Tutaj też było bardzo, aż dziwnie, cicho. Przypomniała sobie nagle scenę sprzed ostatnich dwóch tygodni, gdy wraz z Leą i grożącą im Paisley pobudziły swoimi krzykami połowę Krukonów i zdenerwowały Priscillę Pierce. Chociaż akurat nie trudno było tę dziewczynę zdenerwować.

Gdy Remus otworzył drzwi do dormitorium, Stella, jak się spodziewała, ujrzała na większości łóżek nieporządek. Nie były zaścielone, kołdra cała potargana. Na jednym leżała miotła, na drugich było kilka papierków. Tylko jedno z nich wyglądało dość schludnie. Stella nie zdziwiła się, gdy Remus podszedł właśnie do niego.

Otworzył kufer, chwycił piżamę i zasłonił się za kotarą. Stella czekała, bębniąc palcami o swoje ramię i przyglądając się w dalszym ciągu rzędom łóżek, aż Remus, już przebrany w swoją piżamę, wyłonił się zza niej.
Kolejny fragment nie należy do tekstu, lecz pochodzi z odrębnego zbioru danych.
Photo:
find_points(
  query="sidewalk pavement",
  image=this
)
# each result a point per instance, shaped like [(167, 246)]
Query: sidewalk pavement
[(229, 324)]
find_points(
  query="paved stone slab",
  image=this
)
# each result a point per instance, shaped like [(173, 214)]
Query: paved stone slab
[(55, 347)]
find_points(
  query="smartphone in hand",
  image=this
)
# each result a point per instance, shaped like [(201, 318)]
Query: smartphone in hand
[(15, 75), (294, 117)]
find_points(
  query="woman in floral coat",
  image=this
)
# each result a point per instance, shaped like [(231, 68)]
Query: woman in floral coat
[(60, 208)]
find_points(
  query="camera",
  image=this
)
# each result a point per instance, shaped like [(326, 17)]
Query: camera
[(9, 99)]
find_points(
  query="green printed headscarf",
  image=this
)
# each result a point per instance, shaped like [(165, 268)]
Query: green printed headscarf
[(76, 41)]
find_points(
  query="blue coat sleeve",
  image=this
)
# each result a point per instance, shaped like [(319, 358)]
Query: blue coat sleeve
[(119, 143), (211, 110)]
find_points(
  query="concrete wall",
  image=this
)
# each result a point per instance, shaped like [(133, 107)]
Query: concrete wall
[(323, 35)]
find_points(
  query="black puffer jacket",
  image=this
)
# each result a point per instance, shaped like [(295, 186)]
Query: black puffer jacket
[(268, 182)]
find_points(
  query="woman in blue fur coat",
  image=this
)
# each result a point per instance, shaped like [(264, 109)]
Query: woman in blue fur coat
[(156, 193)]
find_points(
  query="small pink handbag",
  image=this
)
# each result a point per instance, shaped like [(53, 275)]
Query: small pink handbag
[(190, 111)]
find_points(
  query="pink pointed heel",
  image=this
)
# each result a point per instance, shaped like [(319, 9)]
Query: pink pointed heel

Wskoczył na łóżko, zanurzając się pod kołdrą. Stella podeszła bliżej, usiadając na jego brzegu.

— Zadowolona? — zapytał z uśmiechem Remus, trąc zmęczone oczy.

— Żebyś wiedział.

Zamilkli. Remus z ciekawością i uwagą przyglądał się Stelli, która chwyciła jego dłoń i zaczęła delikatnie przesuwać po niej kciukiem.

— Zawsze, gdy nie mogłam zasnąć — rzekła — moja mama była przy moim łóżku, chwytała mnie za dłoń i delikatnie masowała. Świadomość, że była obok, pozwalała mi w końcu zmrużyć oczy...

— Musisz mieć cudowną mamę.

— Mam — przyznała, uśmiechając się pod nosem. — Jest cudowna. Miałam wielkie szczęście, że przygarnęła mnie tak wspaniała rodzina.

Nie wstydziła się tego, że była adoptowana, wręcz przeciwnie. Każda bliska jej osoba o tym wiedziała. Nie znała swoich biologicznych rodziców, lecz nie przeszkadzało to dziewczynie. I tak uważała, że ci, którzy ją wychowali, byli prawdziwymi i wspaniałymi rodzicami. Czasami myślała, kim są lub byli biologiczni i dlaczego została oddana do domu dziecka już jako noworodek, lecz wierzyła, że mimo wszystko siły wyższe zadecydowały za nich, a nie oni sami, z własnej woli.

Remus zamknął oczy i powoli zapadał w sen. Stella nie wiedziała, ile przy nim siedziała, lecz musiało to być chyba długo. Z uczty wróciła reszta Huncwotów, którzy wyglądali na bardzo zaskoczonych, gdy zobaczyli to, co zobaczyli od razu po wejściu, lecz nic nie powiedzieli. Stella przyłożyła palec do ust, pokazując im głową na śpiącego Remusa, więc skradli się na palcach do swoich posłań, przebrali się, nic nie robiąc sobie z obecności Stelli, która i tak była zajęta czymś innym, oraz położyli do spania.

Gdy wyszła z dormitorium, nie tylko Remus spał, a również cała reszta.

W drodze do swojego,  rozważała nad tym, jak trudno muszą mieć osoby, które często mają problemy ze snem.

Nie mogła przecież wiedzieć, że problemy ze snem u Remusa Lupina objawiały się zawsze kilka dni przed pełnią, gdy był zdenerwowany i zestresowany tym, co go czekało przy pełni księżyca.